I have returned from my second holiday – this one was so much more me 😉 a lovely lodge in Dorset – so beach holiday. The weather was good too, this week away I realised the difference a couple of weeks can make. I still get tired but I managed to do so much more, and no afternoon granny naps 😂. My brain is still on a 3 week cycle, I still seem to measure things by chemo, I guess as time goes by I’ll stop thinking this way, for example this week to me is “5 weeks since chemo”. Whilst away last time I remember waking up on the Thursday thinking I should be having chemo today, and strangely enough I actually missed going for it – why ? I guess my life has revolved around chemo for so many months and a 3 week cycle, now suddenly it doesn’t, suddenly I don’t have any structure, very strange feeling. Whilst on my holiday I managed to get back to paddling – ok not in a kayak, but on our sit on top, bit more stable. But a paddle and I loved it, was concerned how my back would be, as the reconstruction I had, removed a muscle and tissue from my back to build a new breast. But was ok, next few days I did feel it, but it was worth it, I am on the mend 😀. On our last day we visited a RSPB reserve and we had a long walk, I am not going to lie it was a bit too far, and I struggled towards the end, which made me a bit grumpy 😉, however once completed I did feel good, proud of myself.
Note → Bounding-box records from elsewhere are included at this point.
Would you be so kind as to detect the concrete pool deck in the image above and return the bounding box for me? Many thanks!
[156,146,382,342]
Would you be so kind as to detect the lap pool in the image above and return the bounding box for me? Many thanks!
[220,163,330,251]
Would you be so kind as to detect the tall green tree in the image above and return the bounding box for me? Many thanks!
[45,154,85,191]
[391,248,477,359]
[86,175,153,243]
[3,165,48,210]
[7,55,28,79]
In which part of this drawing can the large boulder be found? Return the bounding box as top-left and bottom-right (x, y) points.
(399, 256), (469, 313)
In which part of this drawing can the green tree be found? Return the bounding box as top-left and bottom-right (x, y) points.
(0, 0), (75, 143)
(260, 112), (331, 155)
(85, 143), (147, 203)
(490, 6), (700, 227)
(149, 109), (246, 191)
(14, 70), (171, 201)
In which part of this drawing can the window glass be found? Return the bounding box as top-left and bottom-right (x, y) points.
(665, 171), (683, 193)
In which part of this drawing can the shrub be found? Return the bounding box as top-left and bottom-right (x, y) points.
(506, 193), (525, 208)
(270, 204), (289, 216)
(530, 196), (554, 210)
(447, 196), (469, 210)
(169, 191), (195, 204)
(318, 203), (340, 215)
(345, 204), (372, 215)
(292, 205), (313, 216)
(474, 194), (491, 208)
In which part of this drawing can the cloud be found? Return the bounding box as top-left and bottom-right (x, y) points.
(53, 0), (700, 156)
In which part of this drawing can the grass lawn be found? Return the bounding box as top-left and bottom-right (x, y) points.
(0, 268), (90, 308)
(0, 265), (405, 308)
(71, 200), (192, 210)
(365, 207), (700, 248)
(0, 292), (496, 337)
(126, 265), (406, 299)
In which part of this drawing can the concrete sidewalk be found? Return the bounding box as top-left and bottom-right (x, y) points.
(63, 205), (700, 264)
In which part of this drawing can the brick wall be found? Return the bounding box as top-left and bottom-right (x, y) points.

My daughter’s fitbit said 7500 steps but my phone said 9500 steps (so going with my phone 😂) with 5500 steps at a healthy pace. I am tired still 2 days later, my body wasn’t happy after I was actually sick that night, so it was too much, but felt normal. Whilst on the beach I rocked the head scarf, floppy hat and large sunglasses and factor 50, so not much of a tan, which is unusual for me, but at least looked glam 😂
Tamoxifen – well I’ve been on it now for over a week, not sure if had any side effects as such, am I more irritable ?? Best ask the family 😂 I am spotty, every morning I wake up to a new spot 😤. I am itchy not sure if this is the tamoxifen or not, I am also warm all the time, not hot flushes as such just feel warm, when others aren’t. I am more thirsty so drinking lots of water (still not able to drink much alcohol 😔 a small Pimms or glass of wine – or I am ill. Took a bottle of champagne with me, and returned with it, it’ll have to wait – hubby happy as means I drive 😂)
This holiday did me a world of good and sad to be home, I did things with the kids again, I am on the mend, slowly but definitely on the mend – in the post on my return was an invite to a course moving forward in November, breast cancer care run it, so on Monday I will book myself onto it, not too sure need it, but if it helps me a little then worth it, I need to start giving myself the best opportunity to move on positively as I am well aware of the statistics of anxiety/depression after treatment. 53% of people said they struggle with anxiety after treatment and 31% with depression. And I can relate to 80% of people who said they were concerned that the cancer will return – any ache or pain or change you think twice about – these are from a survey conducted by breast cancer care of 800 people who had a diagnosis. I hope the course will reassure me and give me the tools to move on without cancer over shadowing it 😀.